Di sela-sela waktu kita harus aktif mengajak anak bicara. Bicara
tentang apa saja. Meskipun anak tidak menjawab, teruslah berusaha. Bertanya
tentang kagiatan di rumah, tentang keluarga, makanan kesukaan dan sebagainya. Mungkin
awalnya cara ini tidak berhasil. Tapi kita harus melakukanya secara rutin. Jika
terlihat anak mulai mau tersenyum saat kita ajak bicara, maka itulah awal
keberhasilan kita. Artinya anak itu mulai nyaman. Berhentilah berbicara sebelum
anak bosan. Cobalah ajak bicara lagi di lain waktu mungkin dengan topik yang
berbeda pula.
2.
Berusaha
memahami kecemasan anak.
Kita harus mengetahui pemicu perasaan malu anak, apakah bersumber
dari rasa bersalah atau karena merasa kurang percaya diri atau merasa
kemampuannya yang kurang dan di bawah standar. Jika kita telah mengetahui
sumber pemicu perasaan malu anak, maka kita perlu memberi dukungan emosional
pada anak, agar dirinya memiliki keberanian untuk berinteraksi dan menepis
perasaan malu anak tersebut.
3.
Membantu
anak untu lebih mengenal dirinya.
Pujian adalah sumber kekuatan yang dapat membangkitkan rasa
percaya diri anak. Kita dapat menunjukkan atau menyebutkan sesuatu yang
dimiliki anak. Dengan menunjukkan kelebihan yang dimiliki anak dapat
membangkitkan kekuatan dan keberanian anak menjadi modal anak untuk tampil
lebih percaya diri. Anak yang menyadari dirinya mempunyai kekuatan atau
kelebihan, berarti dirinya siap untuk dapat bersosialisasi dan berkumunikasi
dengan orang lain.
4.
Mengajarkan
anak untuk mahir bertanya dan bersikap terbuka.

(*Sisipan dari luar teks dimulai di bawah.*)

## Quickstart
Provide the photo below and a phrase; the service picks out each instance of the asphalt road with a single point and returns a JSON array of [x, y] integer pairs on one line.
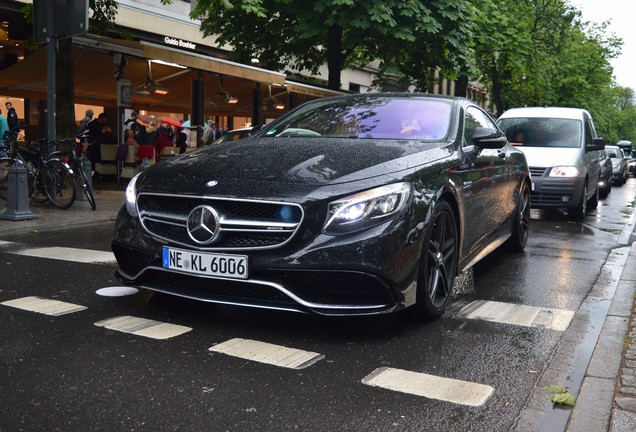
[[148, 362]]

Kita pun perlu membimbing anak, bagaimana cara bertanya atau etika
bertanya yang baik, agar orang yang ditanya tidak tersinggung, jengkel atau
marah. Bagaimana cara bertanya dengan santun dan nada suara yang tidak
menyinggung perasaan orang yang ditanya.
5.
Untuk
besikap lebih adaptif dan agresif.
Untuk bersikap lebih agresif dan adaptif maksudnya adalah membantu
anak untuk memiliki keberanian dalam membangun serangkaian relasi pertemanan
dengan teman bermainnya. Kita dapat membimbing dan mendorong anak untuk selalu
aktif memulai pendekatan-pendekatan pada temannya dengan menepis perasaan tak
enaknya, sungkannya dan takutnya. Untuk itu, anak membutuhkan kemahiran
menyapa, menegur atau bertanya.
6.
Mau
berempati.
Kita dapat melatih anak untuk memiliki empati terhadap orang lain,
agar anak memiliki dasar perilaku sosial. Anak kita biasakan untuk mengenal,
memahami dan menanggapi perasaan, pikiran dan pengalaman orang lain, agar
terbentuk dalam diri anak perasaan sense belonging (Perasaan
Kebersamaan), sehingga anak mudah tersentuh dan peduli terhadap kebutuhan orang
lain.
7.
Membiasakan
anak berada ditengah – tengah teman sebayanya.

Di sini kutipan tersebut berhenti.